Quick Links

Large offset optimization and index only scan

From:	Maxim Boguk <maxim(dot)boguk(at)gmail(dot)com>
To:	PostgreSQL-development <pgsql-hackers(at)postgresql(dot)org>
Subject:	Large offset optimization and index only scan
Date:	2013-11-19 07:03:26
Message-ID:	CAK-MWwQpZobHfuTtHj9+9G+5=ck+aX-ANWHtBK_0_D_qHYxWuw@mail.gmail.com
Views:	Raw Message \| Whole Thread \| Download mbox \| Resend email
Thread:
Lists:	pgsql-hackers

Hi,

Recently, I found very interesting case where using IOS could provide
serious benefits, but database not able to use it.
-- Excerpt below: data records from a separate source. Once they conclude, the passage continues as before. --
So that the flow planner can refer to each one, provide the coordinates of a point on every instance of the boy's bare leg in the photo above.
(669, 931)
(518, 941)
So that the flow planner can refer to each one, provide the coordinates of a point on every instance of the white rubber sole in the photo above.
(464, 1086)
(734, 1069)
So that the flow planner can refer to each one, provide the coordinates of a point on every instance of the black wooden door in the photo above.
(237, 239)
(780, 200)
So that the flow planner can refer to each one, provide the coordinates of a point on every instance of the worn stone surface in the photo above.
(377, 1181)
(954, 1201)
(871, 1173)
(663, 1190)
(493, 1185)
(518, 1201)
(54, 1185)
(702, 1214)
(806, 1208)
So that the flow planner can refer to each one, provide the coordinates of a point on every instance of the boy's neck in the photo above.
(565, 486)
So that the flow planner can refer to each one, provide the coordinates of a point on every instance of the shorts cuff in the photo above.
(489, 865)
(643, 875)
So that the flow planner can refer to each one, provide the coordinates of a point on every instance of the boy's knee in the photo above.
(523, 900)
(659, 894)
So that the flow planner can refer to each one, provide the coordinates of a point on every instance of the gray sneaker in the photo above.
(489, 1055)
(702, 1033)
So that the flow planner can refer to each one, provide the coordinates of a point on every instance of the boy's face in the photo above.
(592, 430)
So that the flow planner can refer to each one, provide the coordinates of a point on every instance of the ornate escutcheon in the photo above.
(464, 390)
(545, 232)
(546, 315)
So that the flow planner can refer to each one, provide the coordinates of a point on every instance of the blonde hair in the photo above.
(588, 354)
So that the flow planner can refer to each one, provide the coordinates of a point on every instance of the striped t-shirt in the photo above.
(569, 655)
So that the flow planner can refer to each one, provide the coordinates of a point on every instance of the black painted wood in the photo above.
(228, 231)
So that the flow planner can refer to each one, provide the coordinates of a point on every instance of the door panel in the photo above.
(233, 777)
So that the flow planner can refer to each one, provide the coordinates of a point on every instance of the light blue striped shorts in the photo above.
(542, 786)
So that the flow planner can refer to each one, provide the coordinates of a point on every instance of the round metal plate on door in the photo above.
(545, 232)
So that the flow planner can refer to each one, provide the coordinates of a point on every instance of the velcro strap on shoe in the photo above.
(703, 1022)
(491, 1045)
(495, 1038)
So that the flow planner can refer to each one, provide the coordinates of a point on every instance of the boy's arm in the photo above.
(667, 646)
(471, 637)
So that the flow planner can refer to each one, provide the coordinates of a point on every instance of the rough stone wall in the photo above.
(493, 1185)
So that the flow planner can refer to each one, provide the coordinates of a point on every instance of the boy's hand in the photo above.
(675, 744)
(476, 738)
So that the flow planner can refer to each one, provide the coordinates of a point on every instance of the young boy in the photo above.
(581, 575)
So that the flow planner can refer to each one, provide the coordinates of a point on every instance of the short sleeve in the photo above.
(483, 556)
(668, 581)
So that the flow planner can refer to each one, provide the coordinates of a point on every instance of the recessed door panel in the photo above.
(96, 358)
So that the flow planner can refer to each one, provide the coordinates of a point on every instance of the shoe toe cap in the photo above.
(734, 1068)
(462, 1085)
I think my ideas could be beneficial in two ways:
1)as work around of the current limitations
2)as idea to improve planner/executor in the future

Case:
SELECT * FROM very_large_table ORDER BY [some indexed column(s)] OFFSET
[some large value] LIMIT N;

Idea:
Use IOS (index only scan) to skip the first OFFSET values than switch to
common index scan to fetch LIMIT N values

Usage sample (from real life).. fully cached case:

Simple index-scan:
(postgres(at)[local]:5432) [hh_data]=# explain analyze select * from
vacancy_invitation order by vacancy_invitation_id limit 10 offset 1000000;

Index only scan... 3x speedup:
(postgres(at)[local]:5432) [hh_data]=# explain analyze select
vacancy_invitation_id from vacancy_invitation order by
vacancy_invitation_id limit 10 offset 1000000;

Now lets combine fast IOS for skip first 1M records and simple index scan
to fetch the next 10 full entries... still 3x speedup over initial version:
(postgres(at)[local]:5432) [hh_data]=# explain analyze select * from
vacancy_invitation where vacancy_invitation_id>(select
vacancy_invitation_id from vacancy_invitation order by
vacancy_invitation_id limit 1 offset 1000000) order by
vacancy_invitation_id limit 10;

QUERY PLAN
-------------------------------------------------------------------------------------------------------------------------------------------------------------------------------------------
Limit (cost=5546.49..5546.58 rows=10 width=953) (actual
time=289.674..289.683 rows=10 loops=1)
InitPlan 1 (returns $0)
-> Limit (cost=5546.48..5546.49 rows=1 width=4) (actual
time=289.654..289.654 rows=1 loops=1)
-> Index Only Scan using vacancy_invitation_pkey_dblarge on
vacancy_invitation (cost=0.00..227788.13 rows=41068952 width=4) (actual
time=0.013..252.358 rows=1000001 loops=1)
Heap Fetches: 23
-> Index Scan using vacancy_invitation_pkey_dblarge on
vacancy_invitation (cost=0.00..123476.85 rows=13689651 width=953) (actual
time=289.673..289.681 rows=10 loops=1)
Index Cond: (vacancy_invitation_id > $0)
Total runtime: 289.716 ms

As a result there is possible to have a 3x speedup large offset query if
corresponding to order by index present.
In not fully cached case difference could be easy 100x (if index stayed in
memory and table data not).

May be it could be justified implement this approach (use IOS to skip an
offset records) in planner/executor (instead of manual query rewriting).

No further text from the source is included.